Department of Chemical Engineering, Massachusetts Institute of Technology, Cambridge, Massachusetts 02139, United States.
Biologics Development, Sanofi, Framingham, Massachusetts 01701, United States.
Mol Pharm. 2021 Mar 1;18(3):1167-1175. doi: 10.1021/acs.molpharmaceut.0c01073. Epub 2021 Jan 15.

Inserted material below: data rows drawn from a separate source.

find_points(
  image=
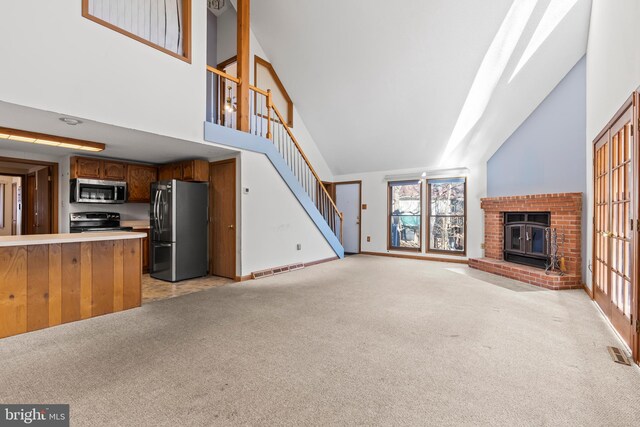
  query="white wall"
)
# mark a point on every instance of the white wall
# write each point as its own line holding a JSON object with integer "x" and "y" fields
{"x": 613, "y": 73}
{"x": 374, "y": 218}
{"x": 272, "y": 220}
{"x": 227, "y": 48}
{"x": 56, "y": 60}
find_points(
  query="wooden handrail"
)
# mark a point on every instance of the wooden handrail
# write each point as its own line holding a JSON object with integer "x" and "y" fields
{"x": 257, "y": 89}
{"x": 223, "y": 74}
{"x": 295, "y": 141}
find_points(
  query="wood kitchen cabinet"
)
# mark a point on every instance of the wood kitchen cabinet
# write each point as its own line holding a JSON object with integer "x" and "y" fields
{"x": 86, "y": 167}
{"x": 189, "y": 170}
{"x": 82, "y": 167}
{"x": 116, "y": 171}
{"x": 145, "y": 247}
{"x": 139, "y": 179}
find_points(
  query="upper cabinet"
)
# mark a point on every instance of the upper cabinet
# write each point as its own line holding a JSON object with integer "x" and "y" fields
{"x": 189, "y": 170}
{"x": 85, "y": 167}
{"x": 116, "y": 171}
{"x": 139, "y": 179}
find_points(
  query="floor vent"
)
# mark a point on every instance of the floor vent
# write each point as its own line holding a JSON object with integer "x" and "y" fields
{"x": 276, "y": 270}
{"x": 618, "y": 356}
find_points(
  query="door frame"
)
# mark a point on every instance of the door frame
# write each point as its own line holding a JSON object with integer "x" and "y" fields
{"x": 632, "y": 101}
{"x": 235, "y": 216}
{"x": 335, "y": 197}
{"x": 54, "y": 207}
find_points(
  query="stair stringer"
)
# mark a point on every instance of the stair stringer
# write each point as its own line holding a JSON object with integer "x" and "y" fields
{"x": 245, "y": 141}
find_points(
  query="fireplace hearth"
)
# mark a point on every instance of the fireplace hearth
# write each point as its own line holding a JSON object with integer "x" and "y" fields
{"x": 514, "y": 235}
{"x": 525, "y": 238}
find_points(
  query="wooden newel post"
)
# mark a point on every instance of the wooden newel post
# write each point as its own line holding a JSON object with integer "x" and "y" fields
{"x": 244, "y": 60}
{"x": 269, "y": 113}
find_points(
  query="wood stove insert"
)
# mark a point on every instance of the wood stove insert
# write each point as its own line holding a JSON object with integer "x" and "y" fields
{"x": 525, "y": 240}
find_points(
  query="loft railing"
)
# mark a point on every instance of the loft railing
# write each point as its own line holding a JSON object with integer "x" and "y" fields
{"x": 222, "y": 104}
{"x": 265, "y": 120}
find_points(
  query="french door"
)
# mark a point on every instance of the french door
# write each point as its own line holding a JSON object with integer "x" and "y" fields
{"x": 614, "y": 221}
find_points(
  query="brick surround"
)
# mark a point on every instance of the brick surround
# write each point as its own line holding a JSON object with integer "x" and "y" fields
{"x": 566, "y": 214}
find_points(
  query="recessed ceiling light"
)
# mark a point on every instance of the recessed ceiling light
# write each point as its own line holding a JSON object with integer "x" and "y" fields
{"x": 70, "y": 121}
{"x": 51, "y": 140}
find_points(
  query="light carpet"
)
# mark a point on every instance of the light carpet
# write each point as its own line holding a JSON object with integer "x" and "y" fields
{"x": 363, "y": 341}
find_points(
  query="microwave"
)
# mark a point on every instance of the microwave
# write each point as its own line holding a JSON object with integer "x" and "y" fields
{"x": 97, "y": 191}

Predicting the solution viscosity of monoclonal antibody (mAb) drug products remains as one of the main challenges in antibody drug design, manufacturing, and delivery. In this work, the concentration-dependent solution viscosity of 27 FDA-approved mAbs was measured at pH 6.0 in 10 mM histidine-HCl. Six mAbs exhibited high viscosity (>30 cP) in solutions at 150 mg/mL mAb concentration. Combining molecular modeling and machine learning feature selection, we found that the net charge in the mAbs and the amino acid composition in the Fv region are key features which govern the viscosity behavior. For mAbs whose behavior was not dominated by charge effects, we observed that high viscosity is correlated with more hydrophilic and fewer hydrophobic residues in the Fv region. A predictive model based on the net charges of mAbs and a high viscosity index is presented as a fast screening tool for classifying low- and high-viscosity mAbs.

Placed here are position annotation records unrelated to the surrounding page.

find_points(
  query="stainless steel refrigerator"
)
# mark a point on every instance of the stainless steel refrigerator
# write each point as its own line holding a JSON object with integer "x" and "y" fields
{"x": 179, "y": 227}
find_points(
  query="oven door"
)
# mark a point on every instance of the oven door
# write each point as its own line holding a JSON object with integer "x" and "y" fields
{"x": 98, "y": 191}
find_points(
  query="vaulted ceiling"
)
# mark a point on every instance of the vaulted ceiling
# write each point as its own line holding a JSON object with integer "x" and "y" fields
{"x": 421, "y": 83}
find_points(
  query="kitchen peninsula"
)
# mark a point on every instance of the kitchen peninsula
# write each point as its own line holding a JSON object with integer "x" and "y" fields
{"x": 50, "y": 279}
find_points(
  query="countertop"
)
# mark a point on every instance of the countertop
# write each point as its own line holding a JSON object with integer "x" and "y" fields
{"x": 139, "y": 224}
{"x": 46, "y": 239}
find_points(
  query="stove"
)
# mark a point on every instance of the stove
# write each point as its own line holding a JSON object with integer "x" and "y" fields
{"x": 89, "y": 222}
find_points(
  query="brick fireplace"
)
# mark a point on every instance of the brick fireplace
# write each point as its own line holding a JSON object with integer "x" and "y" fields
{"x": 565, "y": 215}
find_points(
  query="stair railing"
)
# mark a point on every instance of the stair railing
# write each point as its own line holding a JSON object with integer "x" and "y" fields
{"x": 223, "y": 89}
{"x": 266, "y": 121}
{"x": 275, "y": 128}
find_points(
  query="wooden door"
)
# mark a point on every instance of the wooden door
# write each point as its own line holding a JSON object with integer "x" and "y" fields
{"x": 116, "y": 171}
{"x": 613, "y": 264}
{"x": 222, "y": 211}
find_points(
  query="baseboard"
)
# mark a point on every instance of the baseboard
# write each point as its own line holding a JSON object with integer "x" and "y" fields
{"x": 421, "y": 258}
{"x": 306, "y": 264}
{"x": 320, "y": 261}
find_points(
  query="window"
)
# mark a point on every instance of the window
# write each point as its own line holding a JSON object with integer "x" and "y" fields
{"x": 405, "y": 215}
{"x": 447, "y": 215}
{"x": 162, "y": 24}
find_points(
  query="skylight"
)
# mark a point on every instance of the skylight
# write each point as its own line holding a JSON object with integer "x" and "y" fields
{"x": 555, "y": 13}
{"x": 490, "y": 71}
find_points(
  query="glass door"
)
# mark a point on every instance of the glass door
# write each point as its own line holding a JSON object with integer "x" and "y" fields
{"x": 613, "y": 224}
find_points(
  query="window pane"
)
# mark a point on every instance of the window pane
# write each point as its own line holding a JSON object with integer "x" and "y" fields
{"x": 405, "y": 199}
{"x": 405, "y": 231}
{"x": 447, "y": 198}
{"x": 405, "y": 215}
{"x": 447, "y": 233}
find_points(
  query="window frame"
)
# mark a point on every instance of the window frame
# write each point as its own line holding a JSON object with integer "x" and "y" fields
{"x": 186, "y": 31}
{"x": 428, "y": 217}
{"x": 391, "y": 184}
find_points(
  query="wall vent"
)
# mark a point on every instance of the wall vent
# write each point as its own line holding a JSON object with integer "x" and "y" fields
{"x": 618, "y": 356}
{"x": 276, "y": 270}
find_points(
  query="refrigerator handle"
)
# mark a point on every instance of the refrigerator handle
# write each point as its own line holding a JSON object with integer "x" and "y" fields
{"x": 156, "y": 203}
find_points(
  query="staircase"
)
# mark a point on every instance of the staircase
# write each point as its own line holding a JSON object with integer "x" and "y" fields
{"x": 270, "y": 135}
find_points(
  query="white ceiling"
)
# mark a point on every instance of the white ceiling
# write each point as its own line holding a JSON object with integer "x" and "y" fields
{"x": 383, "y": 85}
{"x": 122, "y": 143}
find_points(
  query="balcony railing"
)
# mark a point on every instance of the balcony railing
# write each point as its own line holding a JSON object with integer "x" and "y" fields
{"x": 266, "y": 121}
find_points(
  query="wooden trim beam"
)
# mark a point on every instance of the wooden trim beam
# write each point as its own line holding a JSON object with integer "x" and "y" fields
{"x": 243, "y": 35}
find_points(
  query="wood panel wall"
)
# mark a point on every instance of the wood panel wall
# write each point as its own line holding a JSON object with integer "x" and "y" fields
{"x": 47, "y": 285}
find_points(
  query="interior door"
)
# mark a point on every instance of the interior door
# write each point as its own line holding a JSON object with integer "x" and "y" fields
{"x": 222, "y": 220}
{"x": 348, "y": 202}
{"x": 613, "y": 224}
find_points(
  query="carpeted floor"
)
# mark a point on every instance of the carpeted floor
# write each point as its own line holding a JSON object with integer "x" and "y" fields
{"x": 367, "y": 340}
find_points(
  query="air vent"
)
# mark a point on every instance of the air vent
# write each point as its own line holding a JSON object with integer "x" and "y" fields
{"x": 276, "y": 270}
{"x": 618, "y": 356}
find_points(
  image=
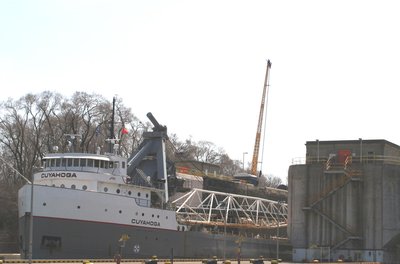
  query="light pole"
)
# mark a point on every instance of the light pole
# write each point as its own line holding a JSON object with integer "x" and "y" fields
{"x": 244, "y": 153}
{"x": 277, "y": 231}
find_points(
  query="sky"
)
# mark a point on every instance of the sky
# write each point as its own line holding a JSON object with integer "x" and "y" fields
{"x": 199, "y": 66}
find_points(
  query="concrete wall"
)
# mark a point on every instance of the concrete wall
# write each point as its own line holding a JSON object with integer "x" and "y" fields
{"x": 368, "y": 206}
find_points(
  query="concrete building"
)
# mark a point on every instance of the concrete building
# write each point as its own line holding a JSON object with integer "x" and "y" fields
{"x": 344, "y": 202}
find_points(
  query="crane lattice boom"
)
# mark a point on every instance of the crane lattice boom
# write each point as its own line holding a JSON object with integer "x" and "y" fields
{"x": 259, "y": 126}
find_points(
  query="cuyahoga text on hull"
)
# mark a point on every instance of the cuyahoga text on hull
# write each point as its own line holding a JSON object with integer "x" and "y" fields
{"x": 145, "y": 222}
{"x": 58, "y": 175}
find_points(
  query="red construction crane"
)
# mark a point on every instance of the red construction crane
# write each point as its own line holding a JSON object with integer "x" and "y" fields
{"x": 259, "y": 126}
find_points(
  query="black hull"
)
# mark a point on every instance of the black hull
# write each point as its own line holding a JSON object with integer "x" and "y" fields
{"x": 65, "y": 239}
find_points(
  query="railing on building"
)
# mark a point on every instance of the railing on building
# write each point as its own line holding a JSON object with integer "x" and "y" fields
{"x": 394, "y": 160}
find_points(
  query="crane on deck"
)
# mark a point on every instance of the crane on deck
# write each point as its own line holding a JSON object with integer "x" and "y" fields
{"x": 260, "y": 120}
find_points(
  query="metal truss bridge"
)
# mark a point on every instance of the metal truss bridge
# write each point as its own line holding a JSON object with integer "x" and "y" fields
{"x": 211, "y": 208}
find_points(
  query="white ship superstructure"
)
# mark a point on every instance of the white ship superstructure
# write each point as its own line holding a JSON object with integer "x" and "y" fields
{"x": 95, "y": 205}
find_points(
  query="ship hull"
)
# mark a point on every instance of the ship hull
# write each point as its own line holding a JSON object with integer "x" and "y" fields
{"x": 65, "y": 239}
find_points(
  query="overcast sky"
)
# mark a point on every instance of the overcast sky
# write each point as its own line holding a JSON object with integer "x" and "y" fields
{"x": 199, "y": 66}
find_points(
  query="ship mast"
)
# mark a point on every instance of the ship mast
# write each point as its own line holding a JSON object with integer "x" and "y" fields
{"x": 259, "y": 126}
{"x": 112, "y": 134}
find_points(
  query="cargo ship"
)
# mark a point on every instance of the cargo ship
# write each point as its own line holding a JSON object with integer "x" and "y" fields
{"x": 97, "y": 205}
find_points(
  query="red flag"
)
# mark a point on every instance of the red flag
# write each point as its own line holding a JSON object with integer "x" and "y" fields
{"x": 124, "y": 131}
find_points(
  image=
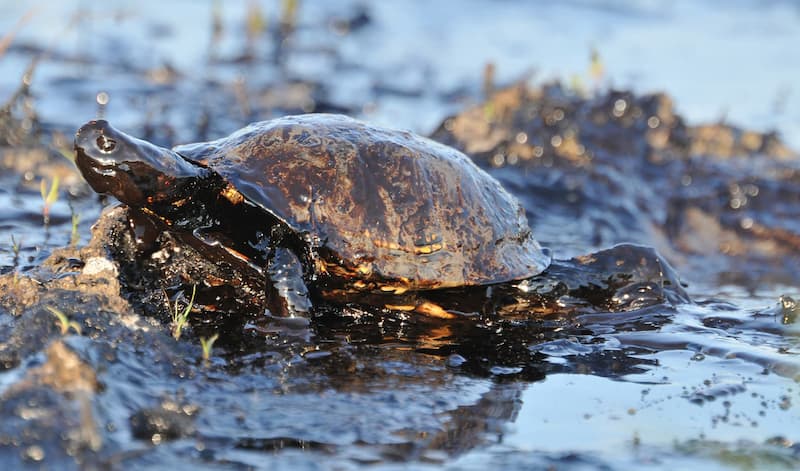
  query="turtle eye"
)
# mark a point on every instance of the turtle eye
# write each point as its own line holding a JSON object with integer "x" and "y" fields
{"x": 106, "y": 144}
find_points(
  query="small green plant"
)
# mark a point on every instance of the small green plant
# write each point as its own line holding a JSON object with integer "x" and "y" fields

预测单克隆抗体 (mAb) 药物产品的溶液黏度仍然是抗体药物设计、制造和输送的主要挑战之一。在这项工作中,在 pH 6.0 下,在 10 mM 组氨酸-HCl 中测量了 27 种 FDA 批准的 mAb 的浓度依赖性溶液黏度。在 150 mg/mL mAb 浓度的溶液中,有 6 种 mAb 表现出高黏度 (>30 cP)。通过分子建模和机器学习特征选择,我们发现 mAb 中的净电荷和 Fv 区域中的氨基酸组成是控制黏度行为的关键特征。对于不受电荷效应主导的 mAb,我们观察到高黏度与 Fv 区域中更多的亲水残基和更少的疏水残基相关。提出了一种基于 mAb 的净电荷和高黏度指数的预测模型,作为一种快速筛选工具,用于分类低黏度和高黏度 mAb。